Overall, the hiring process to find the next US Men’s National Team manager has been completely in-line with what US Soccer has become known for - it seems like it has been less the result of an in-depth search where a set of criteria for the ideal coach that has been painstakingly outlined and then vigorously pursued than a foregone conclusion that has the potential for at least a conflict of interest, if not outright nepotism, in the man chosen for the job from a field candidates that seemingly always numbered one.
This raises some questions: what is different about the process for hiring a coach between this and the last times a manager was chosen in what seemed like a more or less unilateral decision with perhaps some input with one other executive at Soccer Mansion? Why will this be any kind of step forward for US Soccer? What is the criteria for picking a new manager? Who ultimately will make this decision? Why hasn’t there been more transparency out of the organization in this process?

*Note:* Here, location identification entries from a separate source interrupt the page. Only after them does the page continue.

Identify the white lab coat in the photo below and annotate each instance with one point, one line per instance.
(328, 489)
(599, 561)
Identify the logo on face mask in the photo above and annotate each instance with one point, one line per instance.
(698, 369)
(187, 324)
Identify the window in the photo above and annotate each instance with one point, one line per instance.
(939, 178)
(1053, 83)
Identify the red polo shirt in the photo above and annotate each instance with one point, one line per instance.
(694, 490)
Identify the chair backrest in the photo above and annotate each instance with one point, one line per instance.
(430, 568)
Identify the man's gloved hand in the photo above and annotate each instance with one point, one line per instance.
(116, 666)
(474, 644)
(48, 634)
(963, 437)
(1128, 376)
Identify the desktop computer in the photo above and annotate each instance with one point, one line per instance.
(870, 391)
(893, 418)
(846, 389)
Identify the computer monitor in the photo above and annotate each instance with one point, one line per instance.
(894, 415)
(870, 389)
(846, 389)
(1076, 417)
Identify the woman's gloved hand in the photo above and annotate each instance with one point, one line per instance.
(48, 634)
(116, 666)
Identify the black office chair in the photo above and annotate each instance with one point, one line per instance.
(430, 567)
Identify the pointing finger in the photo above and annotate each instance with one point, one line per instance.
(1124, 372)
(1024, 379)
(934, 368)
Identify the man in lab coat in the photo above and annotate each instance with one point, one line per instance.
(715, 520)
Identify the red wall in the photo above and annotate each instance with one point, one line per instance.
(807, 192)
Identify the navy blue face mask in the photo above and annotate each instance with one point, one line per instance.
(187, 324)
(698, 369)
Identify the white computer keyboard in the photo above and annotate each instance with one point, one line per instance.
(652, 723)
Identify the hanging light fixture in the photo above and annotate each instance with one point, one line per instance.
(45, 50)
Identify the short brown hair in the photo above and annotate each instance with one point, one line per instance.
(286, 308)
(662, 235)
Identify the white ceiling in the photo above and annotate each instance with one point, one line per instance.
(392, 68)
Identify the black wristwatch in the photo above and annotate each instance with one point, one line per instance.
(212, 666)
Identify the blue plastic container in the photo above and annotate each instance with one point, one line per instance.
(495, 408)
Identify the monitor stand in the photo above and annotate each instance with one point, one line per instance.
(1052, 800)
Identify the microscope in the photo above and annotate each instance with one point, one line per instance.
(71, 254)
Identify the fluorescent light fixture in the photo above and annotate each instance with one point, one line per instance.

Rather than an ambitious hire that could bring something new to the team, and entice dual-nationals to play for the Stars and Stripes perhaps, the federation seems to be going with a safe and known quantity. But it doesn’t have to - even at this late hour there are incredible choices that the federation could make in selecting a new manager.
Jurgen Klinsmann - Many will scoff, after all it was Klinsmann who searched in vain for players to make a difference for the USMNT and could only come up with Bobby Wood and Michael Bradley or doing wacky things like assuming Alejandro Bedoya could play more than one position. Ironically, were he manager today Klinsmann would have the pool of players testing themselves at the highest level that he always wanted.
Really, as long as Klinsmann is still cashing in on his time as the USMNT manager as his contract runs until the end of the year, he might as well do the job he’s being paid to so that the federation can pretend to interview candidates and do a thorough job of finding the next coach.
His contract no doubt hung like an albatross around the neck of US Soccer and added another variable to contend with for an organization with little vision, terrible planning, and somehow worse implementation. The length of his contract also meant that it made more financial sense for US Soccer to wait until after the managerial hiring window that saw other potential fits like Tata Martino go to Mexico and Juan Carlos-Osorio go to Paraguay had slammed shut.
Gritty - The Philadelphia Fliers mascot has everything that a USMNT coach needs: nobody has heard of him, he has a job he is dubiously qualified for, he’s 7 foot 1 and has googly eyes, and he is from a city with a deep-seeded inferiority complex that nobody would remember existed if they didn’t pass through it on their way either to or from Washington, DC or New York. Plus, hockey and soccer are basically the same thing and surely if Bruce Arena could manage to fail to qualify for the World Cup, so could Gritty.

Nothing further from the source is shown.